Mechanism of the anomalous Hall effect (AHE) in ferromagnetic metals has been controversial over many decades. Karplus-Luttinger initiated the discussion by focusing on the intrinsic thermodynamic Hall current produced by the band structure with a spin-orbit interaction. Later, it was argued that instead, scattering by impurity or disorder together with the spin-orbit interaction distorts the electron motion as the skew scattering or the side jump and these extrinsic contributions dominate over the Hall current. Here, we reexamine this issue by fully taking account of both the impurity scattering and the anomalous velocity in terms of the quantum transport theory. We demonstrate that apart from the conventional nonequilibrium transport current, an equilibrium Hall current flows even in the presence of dissipation in metals.
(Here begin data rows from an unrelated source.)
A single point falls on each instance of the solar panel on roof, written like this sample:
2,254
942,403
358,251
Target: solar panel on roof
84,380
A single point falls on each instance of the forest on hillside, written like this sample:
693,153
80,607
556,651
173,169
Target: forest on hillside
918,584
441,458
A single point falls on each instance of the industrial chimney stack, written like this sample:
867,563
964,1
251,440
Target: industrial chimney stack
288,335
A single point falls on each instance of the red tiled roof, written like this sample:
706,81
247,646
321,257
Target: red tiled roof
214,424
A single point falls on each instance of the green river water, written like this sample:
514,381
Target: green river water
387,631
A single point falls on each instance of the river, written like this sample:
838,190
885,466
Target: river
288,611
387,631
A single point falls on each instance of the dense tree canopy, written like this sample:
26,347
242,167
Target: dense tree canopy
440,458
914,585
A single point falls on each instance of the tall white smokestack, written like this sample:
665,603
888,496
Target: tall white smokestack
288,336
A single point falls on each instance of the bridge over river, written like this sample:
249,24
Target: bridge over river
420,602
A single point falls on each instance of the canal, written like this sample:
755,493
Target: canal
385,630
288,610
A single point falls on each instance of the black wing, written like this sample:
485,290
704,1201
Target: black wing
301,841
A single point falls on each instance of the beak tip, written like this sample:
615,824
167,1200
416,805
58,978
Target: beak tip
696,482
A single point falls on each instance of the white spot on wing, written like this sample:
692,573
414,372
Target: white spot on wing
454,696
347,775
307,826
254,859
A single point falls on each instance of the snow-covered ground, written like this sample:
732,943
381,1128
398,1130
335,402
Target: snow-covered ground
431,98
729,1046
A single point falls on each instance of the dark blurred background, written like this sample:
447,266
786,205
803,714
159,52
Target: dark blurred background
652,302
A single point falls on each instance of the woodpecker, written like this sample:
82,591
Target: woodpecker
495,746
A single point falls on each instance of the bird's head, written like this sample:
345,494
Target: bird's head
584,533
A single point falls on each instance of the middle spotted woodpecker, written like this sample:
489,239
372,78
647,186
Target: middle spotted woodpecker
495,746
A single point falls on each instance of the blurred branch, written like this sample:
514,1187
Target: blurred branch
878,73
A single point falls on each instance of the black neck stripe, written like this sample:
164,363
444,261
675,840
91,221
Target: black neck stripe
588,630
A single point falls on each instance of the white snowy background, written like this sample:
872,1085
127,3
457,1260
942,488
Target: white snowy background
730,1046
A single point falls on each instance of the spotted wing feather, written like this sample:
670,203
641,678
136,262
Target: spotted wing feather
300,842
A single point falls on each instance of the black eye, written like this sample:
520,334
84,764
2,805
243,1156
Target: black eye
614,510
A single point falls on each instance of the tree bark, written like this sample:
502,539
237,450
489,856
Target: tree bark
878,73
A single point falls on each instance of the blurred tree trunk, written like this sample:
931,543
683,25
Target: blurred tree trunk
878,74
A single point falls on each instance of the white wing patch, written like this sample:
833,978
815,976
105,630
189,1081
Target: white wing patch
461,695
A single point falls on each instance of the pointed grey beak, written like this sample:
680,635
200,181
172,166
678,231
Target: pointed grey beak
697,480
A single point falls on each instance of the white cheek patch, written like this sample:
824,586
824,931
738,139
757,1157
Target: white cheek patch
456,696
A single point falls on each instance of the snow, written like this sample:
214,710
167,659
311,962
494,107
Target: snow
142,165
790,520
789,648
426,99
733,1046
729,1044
This equilibrium Hall current contains the intrinsic one which has a topological non-perturbative nature associated with degeneracy of the band dispersions in the momentum space. We also show that there appears a crossover from the extrinsic regime to the intrinsic as the electron damping rate becomes comparable to or larger than the energy scale of the spin-orbit coupling. This resolves the long standing puzzle on the mechanism and reveals a new small energy scale governing the quantum transport in multi-band systems.